PAREGGIO COL CESENA: “Naturalmente ci penalizza il fatto di non riuscire a chiudere le partite perché quando le lasci aperte c’è sempre un pericolo. Agli avversari può bastare una sola azione pericolosa per pareggiare. Da parte nostra l’impegno c’è sempre, ma evidentemente ci manca qualcosa. Non siamo una squadra in grado di gestire il risultato. Il giro palla che facciamo secondo me non è sterile”.
PUNTI PERSI IN STAGIONE: “C’è sempre grande rammarico a fine partita, è normale che alla fine ti pesa mancare l’appuntamento con la vittoria. Inutile parlare sempre di obiettivi, sarà strano ma è giusto pensare prima alla salvezza e poi ai playoff. Gli obiettivi vanno di pari passo con quello che riesci a fare in campionato. I punti persi iniziano a diventare tanti, ma possiamo ancora toglierci delle soddisfazioni”.

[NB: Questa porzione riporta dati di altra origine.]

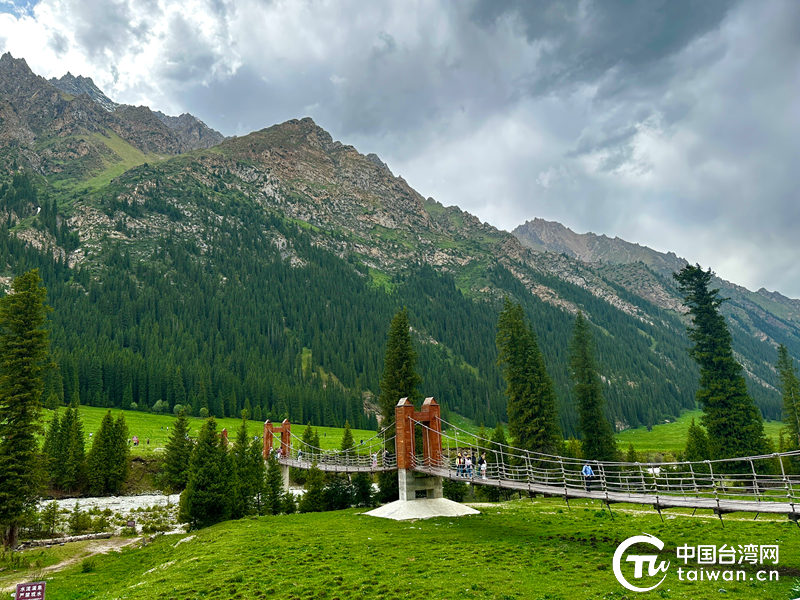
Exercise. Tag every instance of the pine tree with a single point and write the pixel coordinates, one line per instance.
(790, 390)
(273, 500)
(242, 476)
(308, 440)
(731, 419)
(696, 443)
(258, 474)
(108, 459)
(23, 351)
(597, 442)
(98, 460)
(347, 439)
(177, 455)
(630, 456)
(497, 445)
(532, 411)
(362, 490)
(313, 500)
(120, 455)
(206, 499)
(399, 378)
(50, 448)
(70, 462)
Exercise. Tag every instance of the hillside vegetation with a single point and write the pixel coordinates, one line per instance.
(517, 550)
(262, 274)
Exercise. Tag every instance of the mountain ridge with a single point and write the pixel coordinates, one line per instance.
(290, 206)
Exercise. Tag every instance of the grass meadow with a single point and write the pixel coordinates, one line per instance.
(671, 437)
(156, 428)
(520, 550)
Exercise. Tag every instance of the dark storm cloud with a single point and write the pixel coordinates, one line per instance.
(583, 40)
(187, 58)
(670, 123)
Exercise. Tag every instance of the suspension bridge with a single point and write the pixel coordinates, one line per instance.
(754, 484)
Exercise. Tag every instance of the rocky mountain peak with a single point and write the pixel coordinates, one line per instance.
(84, 85)
(14, 70)
(375, 159)
(192, 132)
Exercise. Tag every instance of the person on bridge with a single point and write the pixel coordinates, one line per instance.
(587, 475)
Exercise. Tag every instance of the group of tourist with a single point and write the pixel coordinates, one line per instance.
(466, 462)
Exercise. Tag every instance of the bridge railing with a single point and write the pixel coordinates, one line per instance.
(764, 478)
(338, 458)
(365, 455)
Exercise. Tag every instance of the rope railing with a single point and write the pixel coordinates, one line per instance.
(368, 454)
(753, 479)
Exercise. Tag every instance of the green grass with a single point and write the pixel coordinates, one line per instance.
(153, 426)
(130, 157)
(671, 437)
(518, 550)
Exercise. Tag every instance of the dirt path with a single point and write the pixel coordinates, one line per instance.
(93, 548)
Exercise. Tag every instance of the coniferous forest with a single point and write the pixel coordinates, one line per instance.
(225, 321)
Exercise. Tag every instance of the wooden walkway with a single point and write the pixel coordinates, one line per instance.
(339, 464)
(659, 502)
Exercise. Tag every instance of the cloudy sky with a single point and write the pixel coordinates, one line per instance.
(671, 123)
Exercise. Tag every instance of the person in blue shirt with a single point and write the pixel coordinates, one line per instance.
(588, 474)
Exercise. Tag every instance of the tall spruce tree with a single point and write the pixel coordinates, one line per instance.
(108, 459)
(731, 419)
(597, 441)
(273, 497)
(532, 410)
(790, 390)
(99, 458)
(23, 352)
(347, 439)
(258, 473)
(243, 483)
(207, 498)
(69, 460)
(120, 455)
(696, 443)
(177, 454)
(399, 378)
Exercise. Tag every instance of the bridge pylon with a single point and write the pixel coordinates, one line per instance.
(414, 485)
(285, 429)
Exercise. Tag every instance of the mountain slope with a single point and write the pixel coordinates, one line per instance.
(266, 269)
(756, 317)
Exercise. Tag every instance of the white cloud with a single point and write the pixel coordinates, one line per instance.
(682, 136)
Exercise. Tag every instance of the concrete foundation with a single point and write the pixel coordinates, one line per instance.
(285, 477)
(424, 508)
(416, 486)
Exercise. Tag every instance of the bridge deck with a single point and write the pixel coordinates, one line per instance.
(659, 502)
(336, 468)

ATTACCANTI: “Favilli è un giocatore fantastico, sicuramente uno dei più forti con cui abbia mai giocato. Forte fisicamente, ha un gran tiro e vede bene la porta. Bonfanti? L’ho visto ancora troppo poco per poter dare un giudizio, ma so che è un ottimo calciatore per quello che fin qui ha dimostrato”.
RUOLO IN QUESTO BARI: “Il ruolo del portiere è un ruolo diverso dagli altri. Quando sei in panchina difficilmente hai la possibilità di entrare in campo. Io sapevo benissimo quale sarebbe stato il mio ruolo in questa stagione con l’arrivo di Radunovic, ma in ogni caso mi alleno sempre al massimo per farmi trovare pronto. Tutto può cambiare da un momento all’altro come è accaduto nella scorsa stagione”.